Neste quadro, parece evidente não ser possível, nem sequer racional, dissociar o direito (consagrado na Lei) de o PR ser informado pelo Governo e não pela Comunicação Social. E não respeitar essa prerrogativa, faz correr o risco de alienar o prestígio de quem tem uma posição institucional de controlo dos equilíbrios do sistema democrático.
Importa ainda acrescentar que não devia ser escamoteado ou relativizado o impacto dos escândalos do sector da defesa na imagem das FA e do País. Porém, o PR, o MNE, o MDN e o CEMGFA teimam em minimizar aquilo que é uma evidência ao nível interno e externo. Incompreensível desafio à racionalidade!
Com efeito, a gravidade assume ainda maior dimensão, porque em certa medida os diversos casos são o reflexo dos problemas multidimensionais da sociedade. E também do processo contínuo de degradação das FA, desde a intervenção da troika, que afecta a prontidão e a condição militar - essência da organização -, pela inexistência de uma política de defesa nacional credível e ajustada aos interesses nacionais.

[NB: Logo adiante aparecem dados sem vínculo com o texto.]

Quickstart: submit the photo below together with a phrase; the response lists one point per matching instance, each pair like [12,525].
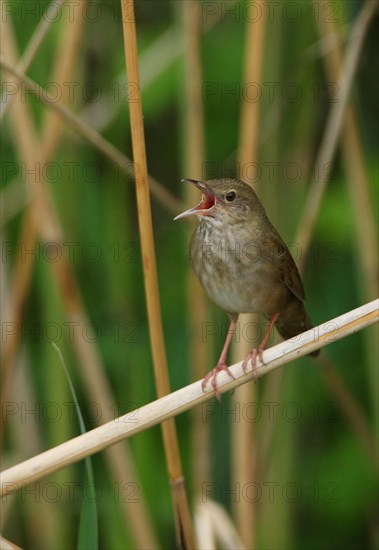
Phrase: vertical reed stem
[181,506]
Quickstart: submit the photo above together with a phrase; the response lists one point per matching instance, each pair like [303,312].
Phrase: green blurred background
[319,488]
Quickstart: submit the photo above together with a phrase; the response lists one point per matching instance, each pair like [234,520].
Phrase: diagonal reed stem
[44,217]
[193,167]
[186,398]
[181,506]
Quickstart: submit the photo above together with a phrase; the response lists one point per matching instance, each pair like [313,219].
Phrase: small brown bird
[244,265]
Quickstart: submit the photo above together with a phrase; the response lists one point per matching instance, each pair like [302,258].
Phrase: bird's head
[224,199]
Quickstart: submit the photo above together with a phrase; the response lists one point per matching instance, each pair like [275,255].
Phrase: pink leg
[221,365]
[257,352]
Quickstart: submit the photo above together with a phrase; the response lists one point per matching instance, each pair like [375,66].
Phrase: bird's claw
[212,375]
[252,356]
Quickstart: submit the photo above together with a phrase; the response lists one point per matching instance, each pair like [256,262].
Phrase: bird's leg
[221,365]
[257,352]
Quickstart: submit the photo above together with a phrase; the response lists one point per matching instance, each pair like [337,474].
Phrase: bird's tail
[293,321]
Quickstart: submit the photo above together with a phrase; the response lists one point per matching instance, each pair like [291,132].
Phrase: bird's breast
[233,270]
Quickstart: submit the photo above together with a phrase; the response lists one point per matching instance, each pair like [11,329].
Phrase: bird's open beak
[207,202]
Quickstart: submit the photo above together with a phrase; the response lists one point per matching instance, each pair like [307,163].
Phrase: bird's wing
[280,256]
[288,272]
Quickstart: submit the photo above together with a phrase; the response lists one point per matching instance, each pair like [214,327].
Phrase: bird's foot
[212,375]
[252,356]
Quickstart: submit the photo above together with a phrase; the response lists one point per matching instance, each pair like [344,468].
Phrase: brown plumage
[243,264]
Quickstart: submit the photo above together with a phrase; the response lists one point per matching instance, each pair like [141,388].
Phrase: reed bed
[93,262]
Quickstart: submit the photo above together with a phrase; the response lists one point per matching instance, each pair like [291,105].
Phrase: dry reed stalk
[193,168]
[164,197]
[185,533]
[34,44]
[89,360]
[65,61]
[359,189]
[213,525]
[351,142]
[243,440]
[181,400]
[334,124]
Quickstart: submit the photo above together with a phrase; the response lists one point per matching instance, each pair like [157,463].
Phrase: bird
[244,265]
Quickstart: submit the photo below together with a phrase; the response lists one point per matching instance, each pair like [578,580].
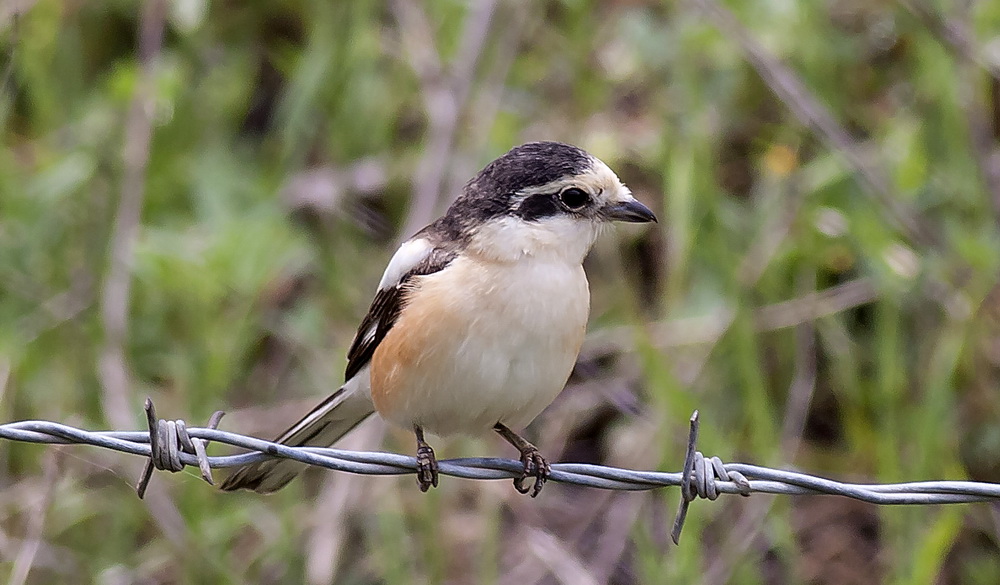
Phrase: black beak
[630,211]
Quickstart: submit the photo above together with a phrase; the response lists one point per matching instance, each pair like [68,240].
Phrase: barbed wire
[172,446]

A actuação do MDN – nunca esteve “confortável” no cargo- fica marcada pela falta de visão integrada, governamentalização da Instituição militar com medidas precipitadas e com decisões de arrogância e prepotência que são disruptivas na sua identidade e coesão. Ou seja, tem sido delimitada pela inépcia!
Além disso, é justamente pelo facto das FA contribuírem para o prestígio de Portugal e para a afirmação e credibilidade do Estado, que o envolvimento de militares em actividades ilícitas, numa missão no estrangeiro, tem inevitáveis consequências com danos reputacionais. A honra também se avalia pela capacidade de assumir os momentos de vergonha.

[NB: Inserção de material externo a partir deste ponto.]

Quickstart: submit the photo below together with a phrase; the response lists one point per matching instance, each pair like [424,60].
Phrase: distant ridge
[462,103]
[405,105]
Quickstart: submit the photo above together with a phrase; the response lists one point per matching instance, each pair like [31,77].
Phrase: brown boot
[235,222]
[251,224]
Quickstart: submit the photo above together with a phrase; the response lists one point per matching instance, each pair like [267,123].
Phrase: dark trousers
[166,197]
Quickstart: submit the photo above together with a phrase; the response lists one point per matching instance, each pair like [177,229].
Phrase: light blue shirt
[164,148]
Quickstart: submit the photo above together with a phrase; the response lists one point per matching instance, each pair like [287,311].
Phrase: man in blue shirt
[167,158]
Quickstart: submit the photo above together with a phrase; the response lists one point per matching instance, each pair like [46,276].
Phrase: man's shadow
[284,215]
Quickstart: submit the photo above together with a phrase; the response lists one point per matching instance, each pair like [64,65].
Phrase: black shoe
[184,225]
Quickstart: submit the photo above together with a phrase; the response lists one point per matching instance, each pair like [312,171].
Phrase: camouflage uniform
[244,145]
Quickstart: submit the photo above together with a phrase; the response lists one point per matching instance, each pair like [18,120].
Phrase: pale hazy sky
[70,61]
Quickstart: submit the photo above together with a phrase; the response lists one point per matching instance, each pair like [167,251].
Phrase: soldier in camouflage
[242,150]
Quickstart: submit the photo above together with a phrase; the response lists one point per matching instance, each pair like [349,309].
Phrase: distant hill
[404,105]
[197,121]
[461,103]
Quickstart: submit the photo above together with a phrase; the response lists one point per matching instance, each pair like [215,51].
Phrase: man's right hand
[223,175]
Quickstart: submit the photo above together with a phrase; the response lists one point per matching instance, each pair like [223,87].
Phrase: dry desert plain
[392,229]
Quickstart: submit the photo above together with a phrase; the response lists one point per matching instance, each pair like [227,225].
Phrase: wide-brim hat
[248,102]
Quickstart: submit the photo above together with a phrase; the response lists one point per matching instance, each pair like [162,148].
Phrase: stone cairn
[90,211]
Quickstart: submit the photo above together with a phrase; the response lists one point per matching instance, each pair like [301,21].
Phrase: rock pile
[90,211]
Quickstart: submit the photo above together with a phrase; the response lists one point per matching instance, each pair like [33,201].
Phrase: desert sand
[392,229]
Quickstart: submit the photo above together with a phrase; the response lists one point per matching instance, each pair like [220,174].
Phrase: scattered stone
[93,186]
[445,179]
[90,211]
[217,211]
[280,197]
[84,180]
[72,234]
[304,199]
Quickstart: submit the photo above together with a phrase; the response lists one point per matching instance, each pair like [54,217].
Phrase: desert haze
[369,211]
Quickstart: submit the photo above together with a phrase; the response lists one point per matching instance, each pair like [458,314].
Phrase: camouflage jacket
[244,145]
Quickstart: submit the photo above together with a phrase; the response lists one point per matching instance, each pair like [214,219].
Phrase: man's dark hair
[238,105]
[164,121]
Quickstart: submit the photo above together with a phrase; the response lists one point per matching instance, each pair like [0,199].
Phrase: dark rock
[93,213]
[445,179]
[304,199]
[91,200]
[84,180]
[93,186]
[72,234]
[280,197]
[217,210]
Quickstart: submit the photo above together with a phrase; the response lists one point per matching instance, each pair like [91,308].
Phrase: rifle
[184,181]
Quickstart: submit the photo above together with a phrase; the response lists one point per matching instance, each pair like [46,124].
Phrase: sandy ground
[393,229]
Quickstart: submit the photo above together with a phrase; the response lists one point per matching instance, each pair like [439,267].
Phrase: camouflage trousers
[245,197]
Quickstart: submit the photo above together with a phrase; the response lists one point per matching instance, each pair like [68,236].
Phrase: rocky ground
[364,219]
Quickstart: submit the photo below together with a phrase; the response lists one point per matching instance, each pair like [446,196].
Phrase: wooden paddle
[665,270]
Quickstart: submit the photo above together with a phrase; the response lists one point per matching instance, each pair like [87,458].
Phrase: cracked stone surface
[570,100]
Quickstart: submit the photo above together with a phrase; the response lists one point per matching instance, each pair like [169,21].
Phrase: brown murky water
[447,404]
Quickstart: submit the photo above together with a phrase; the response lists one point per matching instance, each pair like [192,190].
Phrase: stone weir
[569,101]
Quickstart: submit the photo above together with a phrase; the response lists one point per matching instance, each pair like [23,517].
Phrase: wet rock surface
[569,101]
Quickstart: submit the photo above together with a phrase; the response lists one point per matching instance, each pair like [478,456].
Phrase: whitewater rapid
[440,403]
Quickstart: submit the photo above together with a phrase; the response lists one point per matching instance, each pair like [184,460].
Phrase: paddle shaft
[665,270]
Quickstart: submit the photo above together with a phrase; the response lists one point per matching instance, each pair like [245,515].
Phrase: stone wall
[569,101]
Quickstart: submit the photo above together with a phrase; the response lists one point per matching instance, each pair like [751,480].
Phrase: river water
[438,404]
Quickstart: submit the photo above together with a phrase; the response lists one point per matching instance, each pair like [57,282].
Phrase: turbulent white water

Ainda não foi enfatizado, que os crimes em investigação acontecem num momento de extrema tensão entre as autoridades de Bangui e a missão da ONU, que a presença Russa e os interesses económicos da China vieram agravar. A pressão, em curso, pode mesmo levar à saída do contingente português da RCA, como já aconteceu com outros envolvidos em escândalos (francês, gabonês e congolês). E ninguém pode evocar desconhecimento do “código de conduta e disciplina” daquela missão.
Não deixa também de ser preocupante o facto de só após a denúncia dos crimes tenham sido reforçadas as medidas de segurança, quando já tinha ficado evidente o laxismo no caso de Tancos. E o MDN devia ser questionado sobre as medidas que foram tomadas depois de um antigo secretário-geral dos serviços de informações, porventura o que terá maior experiência, ter considerado “especialmente preocupante” o risco de infiltração de grupos de actividade criminal em “estruturas estatais” numa audição sobre o caso de Tancos.
E não foi devidamente explicado por que não foram adoptadas medidas preventivas para controlar de forma mais competente e proactiva a utilização de armamento, das infraestruturas e dos meios logísticos. E, em especial, os militares e respectivas cargas quando desembarcam em Portugal.
Convém ainda sublinhar que não é preciso ser o “Nostradamus” (expressão do MDN no Parlamento que resvalou para a insolência), para ter a percepção que a suspeita de crime cometido por militares numa missão da ONU tem sempre relevância para o dever de informar o PR, em tempo, e pelo canal adequado.
Como corolário é evidente o “descompasso” entre os titulares dos órgãos de soberania que, no entanto, se vai acentuando, porque o Chefe de Estado é demasiado condescendente na forma como acrescenta o caricato e a impunidade ao exercício político degradado com base no improviso e na ficção. O País desaprova a sobranceria e reclama reposição da autoridade da razão para que o acaso não seja a norma.